Oh thank god it’s Friday.
The day has been pretty much okay. A few incidents yesterday left me pondering a little on my life and all.
I don’t know why, but my tummy has been having very weird reactions for the past few days. I only seem to have an unbearable tummy aches when I’m leaving for work. I have to rush like a mad dog to the toilet and then run for the bus, miss it, take a cab and haiz, you can imagine. The day gets pretty screwed after that.
So yesterday again it happened. I was late, but somehow managed to make it to the MRT Station on time. So the train arrived, I boarded it. The next station, Woodlands was a disaster. There were so many passengers pushing their ways in the train and I heard a loud thud all of a sudden. Everyone turned behind and then I saw an Indian Man aged about 50 or 60 odd on his knees a few centimeters away from the escalator, and his briefcase flew quite a distance away.
He must have rushed to catch the train, and tripped on something. (or someone. I have personally seen the whole event of one lady getting pushed by so many kiasu Singaporeans and eventually she landed on the ground.) It all happened in a split of a second, and the train door closed shortly after. The weird thing was, he didn’t instinctively pick himself up. He just remained fixed to the ground, but his eyes was getting a little teary.
The train door closed and I started to think. Is this how we want to be even in our old age? Waking up early in the morning, rushing to catch that train, slogging hard like a cow. That fall must have actually made him pause to think about his life and where’s it’s heading to.
Life in Singapore is getting really hectic, and it seems money is never enough.
But still people are taking everything for granted. Youngsters don’t realise the need for a proper education or work. Most of them still want to enjoy life and some of them, still depend on their parents for their pocket money. In worse cases, typical teens get themselves into stupid problems, like joining gangs, spending their entire lives in clubs (in worse cases, jail) and etc. When will it take for them to realise that time is precious?
If I was given an opportunity to study now, I will definitely take up a diploma or something. I’m not embarrassed to say a few true facts about myself. I screwed up my ‘O’s and my results left me stranded.

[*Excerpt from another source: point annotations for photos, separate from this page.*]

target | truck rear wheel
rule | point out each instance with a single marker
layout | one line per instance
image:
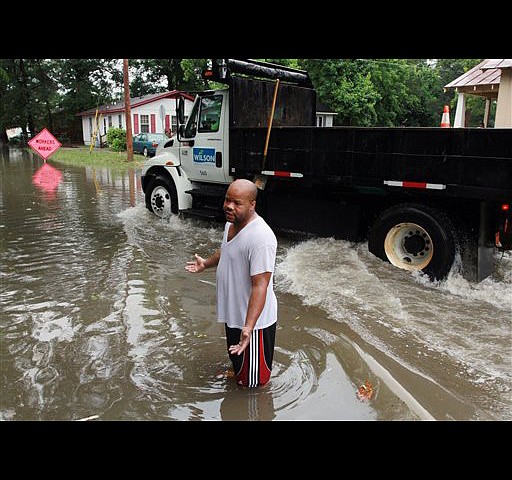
(161, 197)
(415, 237)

I’m not blaming the entire reason on my family, but there were problems going on at that point of time which did affect me and my sister. We lost interest in everything and sometimes, we even dreaded going back home. Soon, we started flunking our grades ‘cos of our lack of interest and efforts in studies. We just looked forward to going to school to see our friends and slack our lives away. But we definitely were not influencing anyone. Didn’t god give you that amount of grey matter all humans usually have in their heads? If you knew that hanging out after school wasn’t doing any good to you, then why the fuck didn’t you just get your ass back home?
You took the train all the way from Toa Payoh to Yishun, to accompany us after school, hung out till evening, and took a bus/train back home after that. Let me highlight here, YOU chose to hang out at my residential area and how conveniently you blamed me and my sis when you screwed up on your studies. I don’t remember a single occurrence of me or my sister forcing you to accompany us back. YOU did it yourself. Then with what fuck face you had the cheek to blame us for your fucked up results?

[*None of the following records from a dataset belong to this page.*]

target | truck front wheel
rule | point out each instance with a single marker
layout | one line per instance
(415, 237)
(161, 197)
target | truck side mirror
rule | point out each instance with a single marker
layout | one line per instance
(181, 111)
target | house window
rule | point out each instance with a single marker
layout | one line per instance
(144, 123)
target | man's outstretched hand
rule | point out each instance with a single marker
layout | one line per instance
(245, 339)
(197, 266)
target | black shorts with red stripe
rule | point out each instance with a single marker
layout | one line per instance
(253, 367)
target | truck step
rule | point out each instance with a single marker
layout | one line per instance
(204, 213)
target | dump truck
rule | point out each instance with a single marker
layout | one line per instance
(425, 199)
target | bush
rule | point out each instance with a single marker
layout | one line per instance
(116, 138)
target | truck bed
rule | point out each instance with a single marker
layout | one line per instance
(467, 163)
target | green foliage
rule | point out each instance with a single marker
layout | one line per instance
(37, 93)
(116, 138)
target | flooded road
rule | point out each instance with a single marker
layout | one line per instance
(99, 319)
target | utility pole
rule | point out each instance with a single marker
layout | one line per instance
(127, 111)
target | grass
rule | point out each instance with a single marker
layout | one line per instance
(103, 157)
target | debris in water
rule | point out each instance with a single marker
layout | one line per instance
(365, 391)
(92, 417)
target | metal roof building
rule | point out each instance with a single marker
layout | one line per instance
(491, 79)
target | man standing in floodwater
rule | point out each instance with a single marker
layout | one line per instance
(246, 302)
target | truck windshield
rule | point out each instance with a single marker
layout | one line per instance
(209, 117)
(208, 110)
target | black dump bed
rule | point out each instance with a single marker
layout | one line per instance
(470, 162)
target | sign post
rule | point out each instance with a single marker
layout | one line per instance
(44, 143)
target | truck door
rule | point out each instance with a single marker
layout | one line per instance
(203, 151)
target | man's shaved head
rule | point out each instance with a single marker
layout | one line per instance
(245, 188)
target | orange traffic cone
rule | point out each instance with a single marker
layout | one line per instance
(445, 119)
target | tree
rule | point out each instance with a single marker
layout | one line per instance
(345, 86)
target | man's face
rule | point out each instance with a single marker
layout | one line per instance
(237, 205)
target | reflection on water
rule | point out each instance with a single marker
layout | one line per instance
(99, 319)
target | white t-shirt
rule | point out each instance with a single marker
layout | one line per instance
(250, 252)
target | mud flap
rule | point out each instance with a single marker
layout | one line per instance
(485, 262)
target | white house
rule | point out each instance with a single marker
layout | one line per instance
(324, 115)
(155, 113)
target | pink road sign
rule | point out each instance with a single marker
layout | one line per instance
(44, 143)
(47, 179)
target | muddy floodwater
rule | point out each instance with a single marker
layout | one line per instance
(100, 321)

Sheesh.. The amount of backstabbers I had to encounter in my life is just countless.
Well, I could have taken up a private diploma after my ‘O’s’ but I had to start working after that. My family’s financial situation is such that I can’t leave my job anytime soon as well.
Yeah, people will always ask me to take up my studies part time, but it’s not that easy as it sounds. People might have excelled in both, but I know myself the best. I am not one who can multi-task, and I am thinking of it in a long run. I don’t want to take up a dip and then drop out of it when I can’t handle it. A waste of time, energy, money and resources. I know a few people living in the identities of my friends who still run their mouth about me. Saying I’m lazy, stupid and all. I don’t see the logic of how someone gets labeled as ’stupid’ just because they don’t have fantastic qualifications. Well, by judging me and calling me names, they are not defining me but themselves.
Truthfully, I get very annoyed when people ask me why am I not taking up part time studies. Why can’t they get it in their dead brains that not everyone is born with a silver spoon like them. They have their parents to pay for their education and they can even fly overseas to get a degree or an equivalent with their pathetic grades here in Singapore.
I’m not living off anyone. I am earning myself and living my life with it. I am independent, and I stand on my own feet. Of course, my family has been there as an encouragement and no one can take their place. What I am saying is, it’s not easy being me. When people my age were enjoying life, I was out there, slogging my guts out. Before you run your filthy mouth, try walking a mile in my shoes and see if you can handle all the shit I’ve been through. If not, just zip that loathsome mouth of yours.